Я тоже где-то года полтора пробыл синекдохой. Моя кличка была Пепперминт: родители привезли из-за границы несколько блоков жвачки, и я с ее помощью вел очень тонкую придворно-дворовую политику. Плел интриги и стриг дивиденды. Жвачка в те советские времена была чем-то вроде местной валюты. Ею можно было манипулировать местной шпаной, формировать дворовые партии и прочее. Дал, например, Сисе пластинку пепперминта, чтоб тот дал в глаз Сопле, чтоб тот сделал домашнее задание по математике (Филя был у нас отличником) Речевке-двоечнице, которой я весьма симпатизировал, чтоб та договорилась с Пятном, который тоже симпатизировал Речевке, чтоб тот на целый день дал мне велосипед.
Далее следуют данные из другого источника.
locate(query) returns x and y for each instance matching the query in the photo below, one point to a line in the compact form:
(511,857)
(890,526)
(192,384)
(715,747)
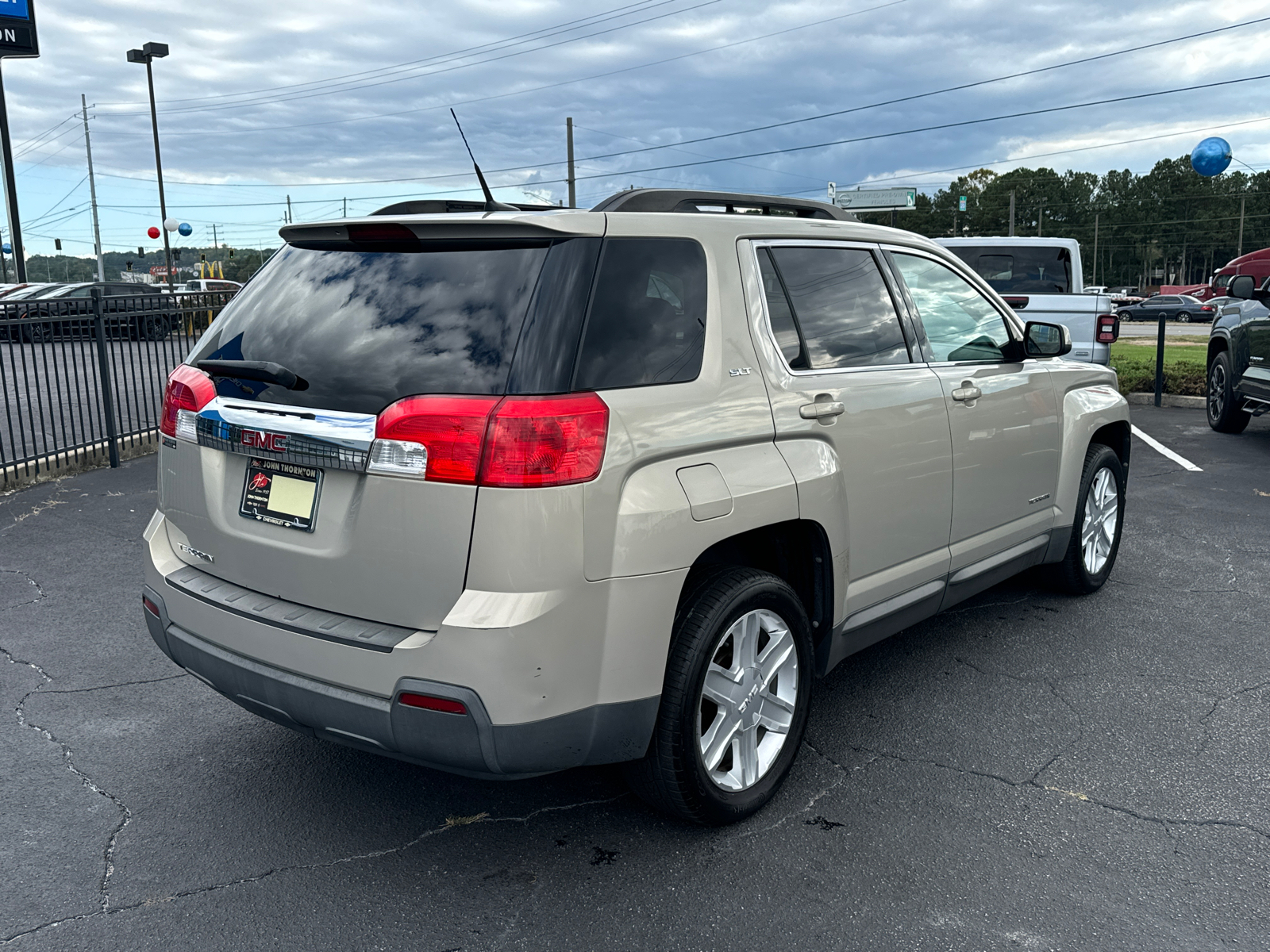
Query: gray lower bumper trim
(468,744)
(289,616)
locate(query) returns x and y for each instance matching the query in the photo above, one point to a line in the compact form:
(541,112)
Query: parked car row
(133,311)
(1172,308)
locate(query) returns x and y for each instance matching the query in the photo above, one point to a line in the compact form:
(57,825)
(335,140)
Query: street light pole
(146,54)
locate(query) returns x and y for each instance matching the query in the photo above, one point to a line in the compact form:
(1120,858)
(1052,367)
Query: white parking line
(1165,451)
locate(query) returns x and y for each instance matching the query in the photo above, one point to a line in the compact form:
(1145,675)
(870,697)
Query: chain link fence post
(103,363)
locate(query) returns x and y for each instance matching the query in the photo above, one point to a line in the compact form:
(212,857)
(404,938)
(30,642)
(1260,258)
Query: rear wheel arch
(1117,436)
(797,551)
(1216,346)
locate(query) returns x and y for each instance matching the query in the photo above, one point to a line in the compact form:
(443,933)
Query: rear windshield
(1020,268)
(368,328)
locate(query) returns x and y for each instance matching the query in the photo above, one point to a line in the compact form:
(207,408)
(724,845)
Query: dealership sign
(18,29)
(878,200)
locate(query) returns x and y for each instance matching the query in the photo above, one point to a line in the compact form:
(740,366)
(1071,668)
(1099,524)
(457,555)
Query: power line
(432,73)
(518,92)
(559,27)
(948,125)
(937,92)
Вы скажете: легче просто дать жвачку Пятну?.. Убогие вы, примитивные люди. Из вас политик, как из Сопли Сися. Смотрите: Сися знает только про Соплю и Речевку. Так? Речевка только про Соплю и Пятно. Сися не знает про Пятно и наоборот. Так? Речевка ничего не должна знать про Сисю. Уж об этом-то я позабочусь! Пятно не должно знать про Соплю и так далее. А я знаю про всех! Как Фантомас, Зорро и Штирлиц. Представляете, какой оперативный и стратегический простор для маневров?.. Уже в пятом классе я целыми вечерами рисовал схемы со стрелочками, которые сейчас в сериалах дрожащими руками рисуют сыщики с мудро-запойными лицами. Только мои схемы были покруче.
Правда, года через полтора, когда я всех достал своими интригами, жвачка кончилась, и я стал именоваться иначе: Вовка-Хитрозадый.
Даже затрудняюсь сказать, что это: метафора, олицетворение, синекдоха, литота… Все сразу.
Дурачка Диму все звали просто Димой, даже не Митяем и не Димоном. В этом простом имени сосредоточились все фигуры речи.
Каждый день, и летом, и зимой, и весной, и осенью, он появлялся во дворе часов в семь утра и уходил со двора часов в десять вечера. Годами. Десятилетиями. Сидел у подъезда на лавочке. Или в песочнице. Или качался на качелях. И всегда улыбался. Дима был блондин, большой, полный, с очень красивым, в мать, розовым лицом. Дурачка в нем выдавал только вечно удивленно приоткрытый рот и то, что моргал он своими синими глазами с белесыми ресницами очень редко и как-то медленно, как черепаха или попугай. Иногда левым глазом моргнет, а правым забудет. Или: правым моргнет и забудет открыть, а левым в это время моргнет раза три.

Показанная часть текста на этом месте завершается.